No início era a palavra, estranha e ambígua. Depois, o vídeo promocional, filmado nas quatro paredes de um escritório iluminado a luz branca, que alimentava ainda mais a dúvida. Qual é o significado, afinal, de “eusexua”? Em declarações à imprensa, FKA twigs descreveu o título do seu novo álbum como o “ápice da experiência humana”, numa tentativa de nomear o intangível e fazer dele substância. Algo que parece flutuar entre a euforia e a sexualidade, como o sentimento de “transcendência momentânea” antes do orgasmo proverbial.
No decorrer da década, twigs tornou-se sinónimo de convulsões. A figura de cientista pop laboratorial rapidamente foi eclipsada pela imagem martirizada de MAGDALENE, álbum-manifesto que é o reflexo quebrado de uma artista marcada pelos traumas do amor e do escrutínio público. Depois, vieram as acusações, os dias passados em tribunais, as desavenças a acumular — cicatrizes de um passado que insiste em regressar. Depois de um leak ter feito chegar dezenas de horas de música inédita às águas virulentas da Internet, ameaçou não lançar mais música. O sucessor de CAPRISONGS, mixtape onde cedeu o gesto e a ambição artística pelo culto da personalidade, parecia cada vez mais uma miragem.

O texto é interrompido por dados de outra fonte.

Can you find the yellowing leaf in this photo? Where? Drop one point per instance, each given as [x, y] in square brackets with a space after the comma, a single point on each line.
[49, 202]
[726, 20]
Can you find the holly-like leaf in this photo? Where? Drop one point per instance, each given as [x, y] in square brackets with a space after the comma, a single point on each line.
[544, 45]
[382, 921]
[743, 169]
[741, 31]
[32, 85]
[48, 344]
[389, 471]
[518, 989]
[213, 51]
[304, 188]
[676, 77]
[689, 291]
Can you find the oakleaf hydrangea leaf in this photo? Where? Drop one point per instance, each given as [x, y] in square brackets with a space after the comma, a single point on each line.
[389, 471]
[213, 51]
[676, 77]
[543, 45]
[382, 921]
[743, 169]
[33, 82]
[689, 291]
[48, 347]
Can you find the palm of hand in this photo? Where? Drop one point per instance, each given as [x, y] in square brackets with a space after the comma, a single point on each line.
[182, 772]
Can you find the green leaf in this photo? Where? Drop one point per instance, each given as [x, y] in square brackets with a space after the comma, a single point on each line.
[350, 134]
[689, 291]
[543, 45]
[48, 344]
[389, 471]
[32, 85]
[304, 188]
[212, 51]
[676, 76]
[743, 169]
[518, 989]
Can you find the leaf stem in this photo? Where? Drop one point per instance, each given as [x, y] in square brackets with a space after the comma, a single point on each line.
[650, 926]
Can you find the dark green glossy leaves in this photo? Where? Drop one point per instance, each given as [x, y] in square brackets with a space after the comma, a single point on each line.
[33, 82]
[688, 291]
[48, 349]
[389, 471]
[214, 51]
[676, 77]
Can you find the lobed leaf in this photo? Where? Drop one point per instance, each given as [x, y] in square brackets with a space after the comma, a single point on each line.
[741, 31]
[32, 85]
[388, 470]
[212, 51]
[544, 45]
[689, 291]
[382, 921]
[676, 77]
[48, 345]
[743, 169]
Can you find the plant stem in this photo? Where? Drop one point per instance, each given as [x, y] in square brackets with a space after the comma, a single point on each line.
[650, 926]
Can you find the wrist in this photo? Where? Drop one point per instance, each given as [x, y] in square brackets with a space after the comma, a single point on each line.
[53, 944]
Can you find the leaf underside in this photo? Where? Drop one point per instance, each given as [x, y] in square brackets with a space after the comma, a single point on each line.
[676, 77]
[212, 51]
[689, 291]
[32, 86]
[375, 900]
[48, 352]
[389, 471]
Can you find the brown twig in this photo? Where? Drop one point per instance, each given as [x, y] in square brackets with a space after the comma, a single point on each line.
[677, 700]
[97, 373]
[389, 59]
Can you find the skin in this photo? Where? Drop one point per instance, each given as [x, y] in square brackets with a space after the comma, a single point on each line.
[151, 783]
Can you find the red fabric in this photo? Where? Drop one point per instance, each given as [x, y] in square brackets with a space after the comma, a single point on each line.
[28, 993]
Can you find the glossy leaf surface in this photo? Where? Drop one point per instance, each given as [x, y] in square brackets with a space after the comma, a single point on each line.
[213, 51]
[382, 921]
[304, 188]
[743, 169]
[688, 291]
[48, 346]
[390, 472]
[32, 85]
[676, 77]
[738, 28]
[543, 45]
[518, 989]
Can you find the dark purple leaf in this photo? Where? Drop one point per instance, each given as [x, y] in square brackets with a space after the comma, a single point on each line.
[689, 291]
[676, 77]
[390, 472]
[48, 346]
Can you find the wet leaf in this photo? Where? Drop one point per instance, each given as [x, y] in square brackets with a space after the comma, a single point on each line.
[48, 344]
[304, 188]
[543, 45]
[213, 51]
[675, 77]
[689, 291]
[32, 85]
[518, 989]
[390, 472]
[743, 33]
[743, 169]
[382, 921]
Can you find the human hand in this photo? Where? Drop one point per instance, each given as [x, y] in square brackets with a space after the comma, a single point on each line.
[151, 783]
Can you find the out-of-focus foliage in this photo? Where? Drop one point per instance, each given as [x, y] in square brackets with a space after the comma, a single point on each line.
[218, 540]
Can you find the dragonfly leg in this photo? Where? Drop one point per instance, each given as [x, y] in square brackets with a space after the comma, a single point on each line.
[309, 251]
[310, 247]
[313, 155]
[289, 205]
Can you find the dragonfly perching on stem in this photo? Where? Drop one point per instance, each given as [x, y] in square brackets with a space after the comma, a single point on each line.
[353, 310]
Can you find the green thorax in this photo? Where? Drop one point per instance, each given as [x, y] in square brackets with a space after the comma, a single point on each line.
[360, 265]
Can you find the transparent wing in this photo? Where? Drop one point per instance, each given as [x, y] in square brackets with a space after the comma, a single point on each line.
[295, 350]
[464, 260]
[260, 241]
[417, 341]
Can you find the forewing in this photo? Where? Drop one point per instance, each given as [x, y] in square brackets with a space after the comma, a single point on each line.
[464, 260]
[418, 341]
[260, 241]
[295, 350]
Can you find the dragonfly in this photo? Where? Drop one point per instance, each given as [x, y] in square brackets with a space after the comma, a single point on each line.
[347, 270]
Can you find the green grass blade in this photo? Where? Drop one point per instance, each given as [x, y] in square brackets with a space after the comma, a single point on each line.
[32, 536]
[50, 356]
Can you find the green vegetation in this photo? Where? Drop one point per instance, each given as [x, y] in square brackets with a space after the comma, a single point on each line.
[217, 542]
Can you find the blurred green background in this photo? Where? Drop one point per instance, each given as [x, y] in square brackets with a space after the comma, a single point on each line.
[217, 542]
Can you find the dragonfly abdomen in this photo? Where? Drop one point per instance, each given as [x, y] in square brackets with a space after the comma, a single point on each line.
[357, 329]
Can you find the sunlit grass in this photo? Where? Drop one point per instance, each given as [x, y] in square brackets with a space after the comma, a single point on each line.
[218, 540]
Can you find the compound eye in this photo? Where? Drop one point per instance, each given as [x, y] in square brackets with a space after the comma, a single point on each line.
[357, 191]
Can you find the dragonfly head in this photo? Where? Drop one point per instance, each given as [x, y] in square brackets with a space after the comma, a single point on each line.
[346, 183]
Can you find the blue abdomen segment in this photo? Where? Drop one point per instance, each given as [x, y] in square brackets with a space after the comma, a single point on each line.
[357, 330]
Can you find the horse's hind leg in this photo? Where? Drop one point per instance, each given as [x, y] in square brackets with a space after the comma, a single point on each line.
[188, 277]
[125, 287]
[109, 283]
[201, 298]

Tudo mudou após uma temporada transformadora em Praga, onde se encontrava a residir a propósito das rodagens de O Corvo, a malfadada adaptação do clássico gótico de Alex Proyas, da qual foi protagonista. Enamorada pelo techno e pelos sons que povoam a cultura rave daquela região, a cantora e produtora britânica encontrou no anonimato da pista de dança o espaço seguro para a criação. O seu novo álbum, EUSEXUA, mergulha nesse anonimato e faz dele altar.
Depois do quimérico EP2, movido a partir das mesmas linhas exíguas que orientaram os EPs de estreia, e da força arrebatadora do sucessor MAGDALENE, o mais recente capítulo na discografia de twigs é mais uma declaração de independência e auto-descoberta. Atravessado pelas formas sintéticas do jungle e do dubstep, EUSEXUA afirma a identidade plural de twigs a partir de uma lógica corporal e de abandono, abraçando a fragilidade feminina sem nunca se deixar perder totalmente em vulnerabilidades. A mudança é visível desde logo na titular “Eusexua”, voz sussurrada a antecipar uma enchente de eletrónicas rodopiantes, herdeiras dos códigos europeus do trance mais progressista.
Do piano debussiano de “Sticky”, criado a partir das mesmas raízes que formam “Avril 14th”, de Aphex Twin, ergue-se um monumento límpido e transparente como uma catedral de vidro. A disruptiva “Drums of Death”, apoiada pelo produtor-executivo Koreless, estica as formas da pop e distorce-a a níveis irreconhecíveis. É uma demonstração de força e engenho, e o indício de novos e entusiasmantes caminhos por vir. “Girls Feels Good” resgata o mesmo ácido pulsante que fez mover Madonna nos anos 90, sem acrescentar muito aos caminhos trilhados pela cantora em Ray of Light. “Room of Fools”, devedora também dessa linguagem noventeira, é o rastilho que ilumina o corpo na escuridão do clube, com Björk na laringe e William Orbit na engrenagem.
É um álbum que prenche de desejo, ainda que nem sempre saiba concretizar todo o seu potencial. EUSEXUA está longe de reinventar cânones, mas também não se trata de um retrocesso. twigs continua indomável e indomesticável, mas há algo na pop tentacular de MAGDALENE que se perde pelo caminho, fazendo de EUSEXUA uma sombra inevitável dos seus antecessores.